Significado: a piedosa, a devota.
Pia é um nome curto e luminoso de raiz latina límpida: vem de pius, « piedoso, dedicado », do qual é o feminino. Partilha esta etimologia com os papas que levam o nome de Pio e com a ideia romana da pietas, essa lealdade sagrada para com os deuses, a pátria e a família.
O calendário dos santos comemora-no a 19 de janeiro, em memória de uma santa Pia contada entre um grupo de mártires dos primeiros séculos. Muito difundido na Itália, na Alemanha, na Escandinávia e nos países do Leste, Pia goza nesses lugares do estatuto de clássico elegante e atemporal.
Em França, mais raro, seduz pela sua concisão e suavidade sonora: duas sílabas, uma final aberta, um ar ao mesmo tempo latino e internacional. Percebido como refinado, doce e discretamente espiritual, Pia preenche as caixas do nome curto chic — breve, memorável e carregado de uma bela espessura de sentido.
Pia carrega o seu sentido em bandoleira: « a piedosa », a dedicada. Longe de uma bigoteria ultrapassada, a etimologia remete sobretudo para a pietas romana — essa lealdade profunda para com os seus, esse sentido do dever tranquilo que não faz barulho mas nunca enfraquece. Pia, é antes de mais alguém em quem se pode contar, uma fidelidade feita nome.

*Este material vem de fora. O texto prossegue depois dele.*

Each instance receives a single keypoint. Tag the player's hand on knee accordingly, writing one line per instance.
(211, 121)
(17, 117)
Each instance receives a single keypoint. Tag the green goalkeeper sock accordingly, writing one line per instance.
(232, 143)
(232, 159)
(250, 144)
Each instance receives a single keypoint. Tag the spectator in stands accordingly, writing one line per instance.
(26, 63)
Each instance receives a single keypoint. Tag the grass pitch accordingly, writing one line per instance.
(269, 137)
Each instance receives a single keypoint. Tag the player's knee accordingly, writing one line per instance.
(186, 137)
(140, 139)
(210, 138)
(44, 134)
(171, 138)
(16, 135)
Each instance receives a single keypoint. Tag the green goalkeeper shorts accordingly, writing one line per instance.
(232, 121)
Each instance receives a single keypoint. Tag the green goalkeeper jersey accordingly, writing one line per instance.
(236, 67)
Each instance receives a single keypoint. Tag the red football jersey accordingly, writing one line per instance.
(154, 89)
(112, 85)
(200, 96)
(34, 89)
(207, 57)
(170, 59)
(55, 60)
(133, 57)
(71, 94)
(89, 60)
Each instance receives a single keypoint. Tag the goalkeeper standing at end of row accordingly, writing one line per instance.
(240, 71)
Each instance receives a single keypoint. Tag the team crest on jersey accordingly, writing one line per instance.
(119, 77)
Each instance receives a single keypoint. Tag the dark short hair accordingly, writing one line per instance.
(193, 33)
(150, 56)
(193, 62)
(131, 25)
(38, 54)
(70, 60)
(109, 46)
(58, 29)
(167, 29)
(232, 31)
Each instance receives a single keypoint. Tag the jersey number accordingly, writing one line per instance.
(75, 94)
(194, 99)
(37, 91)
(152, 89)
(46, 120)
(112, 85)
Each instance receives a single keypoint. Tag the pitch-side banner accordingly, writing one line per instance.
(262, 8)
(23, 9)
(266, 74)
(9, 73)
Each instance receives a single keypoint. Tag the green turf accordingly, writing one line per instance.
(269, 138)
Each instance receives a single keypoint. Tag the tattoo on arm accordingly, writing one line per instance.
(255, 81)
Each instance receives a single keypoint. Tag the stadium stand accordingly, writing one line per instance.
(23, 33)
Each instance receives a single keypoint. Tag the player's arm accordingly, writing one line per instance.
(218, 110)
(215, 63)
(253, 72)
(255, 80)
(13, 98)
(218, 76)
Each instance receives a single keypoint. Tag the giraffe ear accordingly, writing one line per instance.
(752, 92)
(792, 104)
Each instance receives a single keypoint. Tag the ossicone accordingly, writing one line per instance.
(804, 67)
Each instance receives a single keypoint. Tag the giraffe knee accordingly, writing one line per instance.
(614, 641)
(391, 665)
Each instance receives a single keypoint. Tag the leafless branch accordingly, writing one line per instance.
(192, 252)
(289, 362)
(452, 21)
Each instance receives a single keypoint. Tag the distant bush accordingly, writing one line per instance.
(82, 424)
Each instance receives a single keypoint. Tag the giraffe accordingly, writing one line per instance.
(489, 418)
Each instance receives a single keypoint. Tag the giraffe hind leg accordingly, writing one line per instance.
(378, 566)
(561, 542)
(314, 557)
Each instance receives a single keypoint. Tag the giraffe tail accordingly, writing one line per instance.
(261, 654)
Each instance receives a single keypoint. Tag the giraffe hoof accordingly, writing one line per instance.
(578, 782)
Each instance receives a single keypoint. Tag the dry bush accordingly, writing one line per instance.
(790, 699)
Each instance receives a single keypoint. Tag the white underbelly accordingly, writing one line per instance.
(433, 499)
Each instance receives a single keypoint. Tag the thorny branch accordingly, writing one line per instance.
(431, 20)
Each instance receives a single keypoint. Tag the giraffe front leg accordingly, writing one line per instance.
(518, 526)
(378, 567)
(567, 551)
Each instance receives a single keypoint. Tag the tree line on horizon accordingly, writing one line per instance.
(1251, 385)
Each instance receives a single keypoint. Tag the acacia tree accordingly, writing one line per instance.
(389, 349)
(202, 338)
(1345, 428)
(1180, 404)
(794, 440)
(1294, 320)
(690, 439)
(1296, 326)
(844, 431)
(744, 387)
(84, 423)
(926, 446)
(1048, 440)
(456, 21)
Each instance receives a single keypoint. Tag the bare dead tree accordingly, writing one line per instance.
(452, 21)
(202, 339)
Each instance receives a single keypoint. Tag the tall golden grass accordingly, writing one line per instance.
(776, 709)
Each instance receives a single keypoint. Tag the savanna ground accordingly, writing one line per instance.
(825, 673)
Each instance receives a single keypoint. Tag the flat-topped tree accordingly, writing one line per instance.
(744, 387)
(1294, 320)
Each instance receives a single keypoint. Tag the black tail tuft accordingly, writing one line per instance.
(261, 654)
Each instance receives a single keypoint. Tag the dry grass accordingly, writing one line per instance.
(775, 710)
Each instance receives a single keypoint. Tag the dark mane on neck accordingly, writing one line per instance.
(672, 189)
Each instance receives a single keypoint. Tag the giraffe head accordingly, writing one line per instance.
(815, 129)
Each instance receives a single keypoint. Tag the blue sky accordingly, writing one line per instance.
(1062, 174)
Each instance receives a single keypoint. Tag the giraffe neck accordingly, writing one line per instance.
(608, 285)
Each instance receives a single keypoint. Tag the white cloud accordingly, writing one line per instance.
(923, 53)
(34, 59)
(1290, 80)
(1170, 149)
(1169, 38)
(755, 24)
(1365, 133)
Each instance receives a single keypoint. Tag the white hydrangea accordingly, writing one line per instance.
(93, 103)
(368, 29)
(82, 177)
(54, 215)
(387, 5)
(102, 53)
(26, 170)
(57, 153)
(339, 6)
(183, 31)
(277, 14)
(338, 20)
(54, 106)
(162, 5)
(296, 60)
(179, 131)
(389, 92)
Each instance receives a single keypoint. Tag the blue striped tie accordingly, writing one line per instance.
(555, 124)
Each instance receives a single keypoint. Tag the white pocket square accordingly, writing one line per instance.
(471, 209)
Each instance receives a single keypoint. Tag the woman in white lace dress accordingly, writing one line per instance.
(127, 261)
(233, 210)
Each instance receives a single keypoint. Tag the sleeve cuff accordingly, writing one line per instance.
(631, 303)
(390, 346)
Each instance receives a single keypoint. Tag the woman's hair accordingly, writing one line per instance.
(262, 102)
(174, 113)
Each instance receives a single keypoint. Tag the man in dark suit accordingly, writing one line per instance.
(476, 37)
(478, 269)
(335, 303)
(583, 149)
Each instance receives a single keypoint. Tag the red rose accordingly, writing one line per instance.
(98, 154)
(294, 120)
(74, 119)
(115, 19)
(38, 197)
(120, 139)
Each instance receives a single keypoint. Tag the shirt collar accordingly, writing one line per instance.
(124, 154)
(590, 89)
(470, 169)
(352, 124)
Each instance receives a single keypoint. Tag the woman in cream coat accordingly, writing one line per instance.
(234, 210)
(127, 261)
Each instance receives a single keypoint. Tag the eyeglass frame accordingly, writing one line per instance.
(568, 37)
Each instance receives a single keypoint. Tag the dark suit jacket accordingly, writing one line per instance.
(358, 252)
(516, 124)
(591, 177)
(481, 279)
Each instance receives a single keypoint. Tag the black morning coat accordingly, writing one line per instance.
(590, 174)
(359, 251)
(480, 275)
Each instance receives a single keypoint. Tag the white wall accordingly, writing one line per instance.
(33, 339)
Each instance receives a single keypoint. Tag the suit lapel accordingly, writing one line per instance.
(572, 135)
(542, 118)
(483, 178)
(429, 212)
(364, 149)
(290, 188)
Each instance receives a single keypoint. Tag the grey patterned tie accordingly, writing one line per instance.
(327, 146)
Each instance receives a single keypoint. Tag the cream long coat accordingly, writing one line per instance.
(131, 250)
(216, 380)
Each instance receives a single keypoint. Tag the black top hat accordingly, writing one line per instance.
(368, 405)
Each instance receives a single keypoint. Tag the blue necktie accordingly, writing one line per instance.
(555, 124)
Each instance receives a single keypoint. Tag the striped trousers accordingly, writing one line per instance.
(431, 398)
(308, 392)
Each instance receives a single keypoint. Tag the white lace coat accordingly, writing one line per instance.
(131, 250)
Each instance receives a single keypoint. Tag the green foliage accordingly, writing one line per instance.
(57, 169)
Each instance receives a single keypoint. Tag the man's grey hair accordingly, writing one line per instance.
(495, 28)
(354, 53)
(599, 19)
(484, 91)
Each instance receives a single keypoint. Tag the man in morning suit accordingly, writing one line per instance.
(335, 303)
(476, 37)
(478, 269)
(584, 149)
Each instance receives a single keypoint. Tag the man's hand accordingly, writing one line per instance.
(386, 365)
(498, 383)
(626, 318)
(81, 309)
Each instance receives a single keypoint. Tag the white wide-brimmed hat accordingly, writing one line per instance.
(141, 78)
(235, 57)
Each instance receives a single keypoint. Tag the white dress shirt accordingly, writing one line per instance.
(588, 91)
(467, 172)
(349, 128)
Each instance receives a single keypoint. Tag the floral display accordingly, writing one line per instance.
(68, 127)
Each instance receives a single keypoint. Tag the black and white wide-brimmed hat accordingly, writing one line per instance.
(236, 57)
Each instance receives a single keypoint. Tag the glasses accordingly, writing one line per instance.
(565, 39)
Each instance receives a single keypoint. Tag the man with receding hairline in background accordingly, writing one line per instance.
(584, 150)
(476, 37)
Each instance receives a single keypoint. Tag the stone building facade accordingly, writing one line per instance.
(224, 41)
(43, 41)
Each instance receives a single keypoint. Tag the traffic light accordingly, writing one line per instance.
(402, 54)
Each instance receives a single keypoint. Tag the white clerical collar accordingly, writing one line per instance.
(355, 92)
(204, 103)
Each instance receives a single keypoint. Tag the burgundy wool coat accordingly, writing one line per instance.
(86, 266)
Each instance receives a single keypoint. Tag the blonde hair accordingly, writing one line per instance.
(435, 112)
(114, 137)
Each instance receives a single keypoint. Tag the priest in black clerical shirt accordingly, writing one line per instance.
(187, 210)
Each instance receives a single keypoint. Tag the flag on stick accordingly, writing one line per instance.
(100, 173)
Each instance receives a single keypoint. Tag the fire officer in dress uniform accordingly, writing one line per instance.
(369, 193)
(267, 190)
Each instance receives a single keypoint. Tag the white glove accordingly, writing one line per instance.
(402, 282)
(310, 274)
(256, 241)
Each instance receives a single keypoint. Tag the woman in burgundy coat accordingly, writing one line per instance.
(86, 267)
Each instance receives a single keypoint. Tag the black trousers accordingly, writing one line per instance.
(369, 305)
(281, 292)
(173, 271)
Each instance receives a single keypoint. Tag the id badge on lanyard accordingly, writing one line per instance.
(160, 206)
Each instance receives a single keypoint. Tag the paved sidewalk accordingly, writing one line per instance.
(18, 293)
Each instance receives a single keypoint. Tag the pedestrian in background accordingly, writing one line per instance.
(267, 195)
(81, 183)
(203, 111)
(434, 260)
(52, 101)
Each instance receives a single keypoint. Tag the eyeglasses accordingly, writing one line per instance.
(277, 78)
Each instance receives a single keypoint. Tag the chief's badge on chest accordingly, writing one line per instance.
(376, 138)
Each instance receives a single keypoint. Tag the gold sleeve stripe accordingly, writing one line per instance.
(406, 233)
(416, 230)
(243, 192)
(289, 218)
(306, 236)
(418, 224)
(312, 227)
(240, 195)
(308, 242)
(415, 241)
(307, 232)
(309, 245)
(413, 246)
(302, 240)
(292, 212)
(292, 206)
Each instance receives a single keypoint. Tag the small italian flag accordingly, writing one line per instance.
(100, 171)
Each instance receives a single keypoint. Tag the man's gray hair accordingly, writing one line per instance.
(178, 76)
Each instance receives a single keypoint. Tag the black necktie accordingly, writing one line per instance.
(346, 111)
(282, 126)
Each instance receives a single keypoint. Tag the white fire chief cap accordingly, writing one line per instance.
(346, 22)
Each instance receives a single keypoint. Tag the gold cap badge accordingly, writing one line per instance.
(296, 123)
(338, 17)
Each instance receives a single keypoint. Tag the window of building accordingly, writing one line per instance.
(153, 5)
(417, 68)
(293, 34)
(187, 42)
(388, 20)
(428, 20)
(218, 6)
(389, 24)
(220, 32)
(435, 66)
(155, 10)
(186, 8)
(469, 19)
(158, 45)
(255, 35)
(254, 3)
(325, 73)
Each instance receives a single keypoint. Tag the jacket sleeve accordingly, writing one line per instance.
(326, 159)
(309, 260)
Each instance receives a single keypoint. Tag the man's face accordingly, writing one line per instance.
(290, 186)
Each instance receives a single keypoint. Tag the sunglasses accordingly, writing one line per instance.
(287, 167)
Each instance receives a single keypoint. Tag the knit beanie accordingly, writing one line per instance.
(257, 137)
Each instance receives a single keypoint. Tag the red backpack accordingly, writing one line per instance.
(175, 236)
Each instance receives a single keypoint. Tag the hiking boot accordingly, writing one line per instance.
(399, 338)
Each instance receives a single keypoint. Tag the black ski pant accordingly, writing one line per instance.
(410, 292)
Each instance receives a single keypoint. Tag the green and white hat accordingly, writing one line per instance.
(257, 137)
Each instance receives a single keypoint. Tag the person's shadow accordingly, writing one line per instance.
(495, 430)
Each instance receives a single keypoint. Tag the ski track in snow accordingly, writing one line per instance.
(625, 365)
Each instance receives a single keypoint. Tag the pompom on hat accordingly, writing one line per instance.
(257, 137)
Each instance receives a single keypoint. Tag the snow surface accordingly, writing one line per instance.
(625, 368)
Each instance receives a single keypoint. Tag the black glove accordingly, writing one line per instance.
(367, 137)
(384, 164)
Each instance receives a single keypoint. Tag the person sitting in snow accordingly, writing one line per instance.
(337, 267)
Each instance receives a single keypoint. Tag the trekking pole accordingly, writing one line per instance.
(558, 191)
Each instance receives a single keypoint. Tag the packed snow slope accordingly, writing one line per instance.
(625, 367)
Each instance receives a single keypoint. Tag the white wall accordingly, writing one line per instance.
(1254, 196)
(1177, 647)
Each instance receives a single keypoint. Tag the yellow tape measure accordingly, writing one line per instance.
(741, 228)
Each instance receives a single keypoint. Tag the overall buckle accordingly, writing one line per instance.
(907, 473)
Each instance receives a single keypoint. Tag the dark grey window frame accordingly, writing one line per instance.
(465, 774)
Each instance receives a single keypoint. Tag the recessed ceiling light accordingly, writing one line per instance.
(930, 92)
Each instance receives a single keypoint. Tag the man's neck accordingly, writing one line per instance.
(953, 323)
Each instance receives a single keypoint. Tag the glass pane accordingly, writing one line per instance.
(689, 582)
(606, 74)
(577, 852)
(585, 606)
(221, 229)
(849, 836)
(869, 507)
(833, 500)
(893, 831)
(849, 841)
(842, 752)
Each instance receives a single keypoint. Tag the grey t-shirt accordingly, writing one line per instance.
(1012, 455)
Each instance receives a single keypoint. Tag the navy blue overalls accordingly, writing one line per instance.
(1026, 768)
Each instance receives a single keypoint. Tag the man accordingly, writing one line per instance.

A sua brevidade sonora diz uma personalidade nítida, sem adornos, que vai direto ao ponto. Imagina-se Pia posada, reflexiva, um pouco reservada à primeira vista, mas dotada de uma bela força de caráter que se revela rapidamente. Não é uma pessoa volúvel: quando se empenha, é a sério. A sua vibração numerológica em 8 sublinha, aliás, um temperamento de construtora, capaz de uma ambição serena e de um verdadeiro sentido de responsabilidade.
Clássico elegante do norte e do sul da Europa, Pia evoca uma mulher culta, de bom gosto, que prefere a qualidade à quantidade — seja na amizade, no amor ou nas suas escolhas de vida. Há nela uma distinção natural, uma contenção de boa qualidade que não exclui nem o calor nem o humor, antes fino e bem colocado.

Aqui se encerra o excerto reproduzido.